Ford v Ferrari started hot off the line and raced to the center of the podium with a $52.4 million launch in first place at home and abroad. James Mangold directed this ambitious, expensive adult picture that lends a candid view into the life of a top-class race car driver and the development of one of the most successful cars in Le Mans racing history, the Ford GT40. Matt Damon stars as Carol Shelby who, before his name became synonymous with Detroit muscle, was working out of a small garage in Venice, California putting oversized American V8s in lightweight British sports cars and calling them Cobras. With sales plummeting, Ford advertising exec Lee Iacocca (John Bernthal) comes up with a wild plan to bring the company back into racing and beat the Ferrari team that had won the previous six editions of the world’s toughest endurance race. Even with all of the resources of the Ford Motor Company at his disposal, and mercurial English driver Ken Miles (Christian Bale) behind the wheel, beating the Italian masters proves to be anything but an easy task.
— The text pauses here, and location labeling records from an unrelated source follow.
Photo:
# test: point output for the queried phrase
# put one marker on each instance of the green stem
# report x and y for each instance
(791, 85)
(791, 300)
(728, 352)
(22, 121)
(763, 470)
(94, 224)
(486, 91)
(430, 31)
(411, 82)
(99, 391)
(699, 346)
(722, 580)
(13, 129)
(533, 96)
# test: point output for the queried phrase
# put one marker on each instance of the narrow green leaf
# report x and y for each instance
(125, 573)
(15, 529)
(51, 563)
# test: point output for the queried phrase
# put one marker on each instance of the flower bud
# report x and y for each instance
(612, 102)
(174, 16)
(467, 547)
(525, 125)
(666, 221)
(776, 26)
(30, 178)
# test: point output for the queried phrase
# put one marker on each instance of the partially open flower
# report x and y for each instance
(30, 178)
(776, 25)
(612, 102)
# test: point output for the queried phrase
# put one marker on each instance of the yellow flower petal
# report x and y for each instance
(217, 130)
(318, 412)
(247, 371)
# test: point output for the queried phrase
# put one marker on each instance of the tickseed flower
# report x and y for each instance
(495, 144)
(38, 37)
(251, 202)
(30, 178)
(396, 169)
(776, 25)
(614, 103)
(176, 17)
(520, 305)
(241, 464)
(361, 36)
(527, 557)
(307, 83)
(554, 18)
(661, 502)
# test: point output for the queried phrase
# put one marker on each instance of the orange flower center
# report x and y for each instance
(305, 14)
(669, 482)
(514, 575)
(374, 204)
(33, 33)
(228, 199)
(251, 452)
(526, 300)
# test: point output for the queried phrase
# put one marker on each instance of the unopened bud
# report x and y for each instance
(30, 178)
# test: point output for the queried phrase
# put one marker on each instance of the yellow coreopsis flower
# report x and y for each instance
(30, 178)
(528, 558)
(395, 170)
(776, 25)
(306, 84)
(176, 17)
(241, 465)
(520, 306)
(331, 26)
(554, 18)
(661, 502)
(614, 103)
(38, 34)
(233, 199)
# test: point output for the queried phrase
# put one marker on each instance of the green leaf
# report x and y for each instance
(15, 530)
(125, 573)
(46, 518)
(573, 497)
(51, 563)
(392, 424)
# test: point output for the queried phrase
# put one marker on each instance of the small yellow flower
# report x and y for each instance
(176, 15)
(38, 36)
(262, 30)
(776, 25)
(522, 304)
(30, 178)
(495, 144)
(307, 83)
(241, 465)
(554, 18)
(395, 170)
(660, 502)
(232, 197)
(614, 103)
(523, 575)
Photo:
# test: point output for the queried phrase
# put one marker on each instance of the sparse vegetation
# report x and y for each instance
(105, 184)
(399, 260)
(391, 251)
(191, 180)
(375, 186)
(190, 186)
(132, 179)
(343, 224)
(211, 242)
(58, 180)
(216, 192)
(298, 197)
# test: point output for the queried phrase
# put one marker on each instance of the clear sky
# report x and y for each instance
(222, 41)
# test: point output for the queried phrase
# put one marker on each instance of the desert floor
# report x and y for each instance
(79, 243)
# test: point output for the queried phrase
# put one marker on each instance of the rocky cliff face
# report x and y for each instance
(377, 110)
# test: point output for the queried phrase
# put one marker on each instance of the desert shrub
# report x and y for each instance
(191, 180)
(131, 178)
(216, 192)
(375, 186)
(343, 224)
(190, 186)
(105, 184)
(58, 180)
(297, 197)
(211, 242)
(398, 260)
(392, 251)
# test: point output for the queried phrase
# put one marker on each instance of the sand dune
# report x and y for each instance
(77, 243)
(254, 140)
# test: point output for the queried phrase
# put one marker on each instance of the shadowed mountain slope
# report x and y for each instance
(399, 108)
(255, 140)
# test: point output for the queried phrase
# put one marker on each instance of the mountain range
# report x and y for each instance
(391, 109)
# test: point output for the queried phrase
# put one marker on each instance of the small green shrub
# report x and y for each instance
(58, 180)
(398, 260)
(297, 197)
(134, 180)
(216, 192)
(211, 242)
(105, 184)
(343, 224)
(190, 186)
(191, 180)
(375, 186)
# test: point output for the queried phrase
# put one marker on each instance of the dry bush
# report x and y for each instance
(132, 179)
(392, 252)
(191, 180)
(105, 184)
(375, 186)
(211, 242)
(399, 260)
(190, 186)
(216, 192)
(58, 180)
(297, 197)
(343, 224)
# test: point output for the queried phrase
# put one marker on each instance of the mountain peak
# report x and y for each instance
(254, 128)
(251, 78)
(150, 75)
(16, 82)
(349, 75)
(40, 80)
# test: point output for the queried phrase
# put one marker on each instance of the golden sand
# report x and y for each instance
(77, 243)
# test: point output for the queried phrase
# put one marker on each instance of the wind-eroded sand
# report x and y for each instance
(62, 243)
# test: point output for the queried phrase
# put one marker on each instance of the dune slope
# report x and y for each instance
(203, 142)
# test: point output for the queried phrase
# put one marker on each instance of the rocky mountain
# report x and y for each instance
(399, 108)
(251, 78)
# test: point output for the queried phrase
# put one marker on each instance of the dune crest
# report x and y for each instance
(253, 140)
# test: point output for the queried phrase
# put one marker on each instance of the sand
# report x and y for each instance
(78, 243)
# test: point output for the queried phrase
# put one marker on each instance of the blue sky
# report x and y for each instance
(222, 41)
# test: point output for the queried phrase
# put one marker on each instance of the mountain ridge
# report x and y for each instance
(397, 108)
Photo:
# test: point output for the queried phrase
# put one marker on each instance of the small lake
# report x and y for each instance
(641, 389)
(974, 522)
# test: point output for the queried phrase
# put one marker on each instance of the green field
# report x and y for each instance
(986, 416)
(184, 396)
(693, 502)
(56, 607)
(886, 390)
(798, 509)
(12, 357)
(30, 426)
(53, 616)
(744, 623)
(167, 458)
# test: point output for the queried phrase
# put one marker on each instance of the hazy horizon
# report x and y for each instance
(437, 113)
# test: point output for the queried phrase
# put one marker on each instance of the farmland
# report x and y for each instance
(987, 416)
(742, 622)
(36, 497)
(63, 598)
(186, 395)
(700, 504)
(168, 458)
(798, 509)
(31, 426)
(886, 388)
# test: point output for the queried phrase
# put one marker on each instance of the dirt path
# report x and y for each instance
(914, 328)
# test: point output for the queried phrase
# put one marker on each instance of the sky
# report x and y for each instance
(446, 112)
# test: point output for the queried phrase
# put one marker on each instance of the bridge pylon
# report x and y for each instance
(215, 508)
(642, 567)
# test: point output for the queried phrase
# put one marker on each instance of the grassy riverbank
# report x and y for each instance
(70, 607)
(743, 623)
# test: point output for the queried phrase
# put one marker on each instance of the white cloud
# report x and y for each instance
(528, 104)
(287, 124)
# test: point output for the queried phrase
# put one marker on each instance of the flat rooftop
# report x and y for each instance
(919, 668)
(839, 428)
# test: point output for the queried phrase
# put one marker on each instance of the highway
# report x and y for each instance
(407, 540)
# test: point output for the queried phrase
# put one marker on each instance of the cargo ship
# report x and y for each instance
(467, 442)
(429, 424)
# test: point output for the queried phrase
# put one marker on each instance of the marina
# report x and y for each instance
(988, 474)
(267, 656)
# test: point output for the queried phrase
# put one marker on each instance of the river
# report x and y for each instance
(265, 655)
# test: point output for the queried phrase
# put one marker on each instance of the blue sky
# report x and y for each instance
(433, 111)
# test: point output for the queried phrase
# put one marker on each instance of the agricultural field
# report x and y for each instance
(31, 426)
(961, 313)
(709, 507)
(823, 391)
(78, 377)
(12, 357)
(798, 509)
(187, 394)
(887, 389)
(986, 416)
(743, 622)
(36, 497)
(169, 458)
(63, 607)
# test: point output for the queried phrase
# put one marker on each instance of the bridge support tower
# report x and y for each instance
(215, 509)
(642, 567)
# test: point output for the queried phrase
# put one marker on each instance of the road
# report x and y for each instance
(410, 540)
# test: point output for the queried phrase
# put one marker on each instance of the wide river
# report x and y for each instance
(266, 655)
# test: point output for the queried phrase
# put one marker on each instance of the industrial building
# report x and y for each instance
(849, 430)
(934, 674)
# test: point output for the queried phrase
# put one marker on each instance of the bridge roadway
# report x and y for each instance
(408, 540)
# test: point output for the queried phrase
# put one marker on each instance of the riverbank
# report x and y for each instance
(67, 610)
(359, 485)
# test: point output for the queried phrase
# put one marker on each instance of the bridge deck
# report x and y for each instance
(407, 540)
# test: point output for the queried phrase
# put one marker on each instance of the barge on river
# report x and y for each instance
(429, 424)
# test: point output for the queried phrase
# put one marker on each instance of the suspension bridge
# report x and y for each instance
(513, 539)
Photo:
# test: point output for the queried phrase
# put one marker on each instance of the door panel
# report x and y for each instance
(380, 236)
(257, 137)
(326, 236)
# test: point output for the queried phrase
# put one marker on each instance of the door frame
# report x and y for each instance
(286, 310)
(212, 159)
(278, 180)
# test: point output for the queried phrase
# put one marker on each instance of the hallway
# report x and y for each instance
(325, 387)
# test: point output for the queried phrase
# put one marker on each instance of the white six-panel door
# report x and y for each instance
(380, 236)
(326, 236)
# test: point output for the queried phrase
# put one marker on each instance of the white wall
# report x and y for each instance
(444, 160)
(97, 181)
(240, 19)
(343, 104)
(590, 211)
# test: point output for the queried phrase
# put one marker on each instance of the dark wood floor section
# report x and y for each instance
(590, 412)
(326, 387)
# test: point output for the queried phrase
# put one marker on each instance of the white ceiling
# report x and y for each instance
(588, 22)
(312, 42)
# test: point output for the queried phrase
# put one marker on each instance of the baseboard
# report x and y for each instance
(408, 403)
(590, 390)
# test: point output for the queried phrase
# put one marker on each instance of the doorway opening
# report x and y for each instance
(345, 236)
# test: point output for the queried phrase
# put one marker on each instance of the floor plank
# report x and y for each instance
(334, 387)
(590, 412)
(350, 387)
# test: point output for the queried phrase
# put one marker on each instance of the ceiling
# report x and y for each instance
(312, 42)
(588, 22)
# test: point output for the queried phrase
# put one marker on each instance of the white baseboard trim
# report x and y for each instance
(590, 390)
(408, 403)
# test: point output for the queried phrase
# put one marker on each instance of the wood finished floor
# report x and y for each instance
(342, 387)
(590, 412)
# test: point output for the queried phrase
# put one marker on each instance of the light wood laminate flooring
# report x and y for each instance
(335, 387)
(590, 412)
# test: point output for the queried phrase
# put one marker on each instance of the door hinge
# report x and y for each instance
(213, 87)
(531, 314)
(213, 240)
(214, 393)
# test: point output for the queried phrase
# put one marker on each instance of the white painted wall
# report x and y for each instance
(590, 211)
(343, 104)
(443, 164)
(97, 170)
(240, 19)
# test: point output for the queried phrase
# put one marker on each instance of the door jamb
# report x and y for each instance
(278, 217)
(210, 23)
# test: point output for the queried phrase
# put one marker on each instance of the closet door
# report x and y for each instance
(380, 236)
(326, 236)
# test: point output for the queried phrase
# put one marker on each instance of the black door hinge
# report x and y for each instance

Ford v Ferrari made $31 million in the US coming in first by a wide margin. Overseas it managed $21.4 million and held the top spot. Highlights came from Russia with $3.2 million, the UK at $2.3 million, and France, where the movie’s climactic action takes place, was its third-biggest territory with $2.3 million. Fox had this movie in the works throughout its merger process with Disney and spent close to $100 million on production alone. With the studio in need of a win after faltering on major post-merger releases like Dark Phoenix and Alita: Battle Angel earlier this year the GT40, (arguably the film’s strongest supporting actor,) delivered once again. Ford v Ferrari received favorable reviews from critics and earned a rare A+ from Cinemascore’s audience polling service. That grade almost guarantees that it will have long legs and prove to be a hit despite its high upfront cost.
Sony meanwhile had a hard time getting off the ground with their reboot of Charlie’s Angels. It came in at $8.6 million in third place on the domestic chart and finished second overseas with $19.3 million from 26 territories. Elizabeth Banks directed and stars in this edition of Angels along with Kristen Stewart and Naomi Scott. It had a tough Chinese opening of just $7.7 million but did well in Indonesia with $2.9 million. Other top foreign plays are Australia and Russia at $1.3 million and $1 million. Angels cost significantly less than the two $100 million-plus budgeted Cameron Diaz and Drew Barrymore blockbusters that revitalized the franchise in the early 2000s, but at around $50 million and with reviews tending negative, Sony has already decided to cut significantly its marketing and promotional costs.
Also opening in the US, Warner Bros.’ The Good Liar with Helen Mirren and Ian McKellen started with a modest $5.6 million against a $10 million budget and finished in 7th place. It picked up another $1.5 million overseas and sits at $9.5 million worldwide after foreign plays last frame.
On the foreign scene, Gaumont’s Roman Polanski helmed The Dreyfus Affair, about the infamous belle époque anti-Semitic witch hunt against a French-Jewish artillery officer accused of spying for the German Empire, opened to $2.5 million in its home market. Chilling Korean psychological thriller Parasite meanwhile reached $14.5 million and became the best-selling foreign film of 2019 in the US. It sits at $119.5 million worldwide.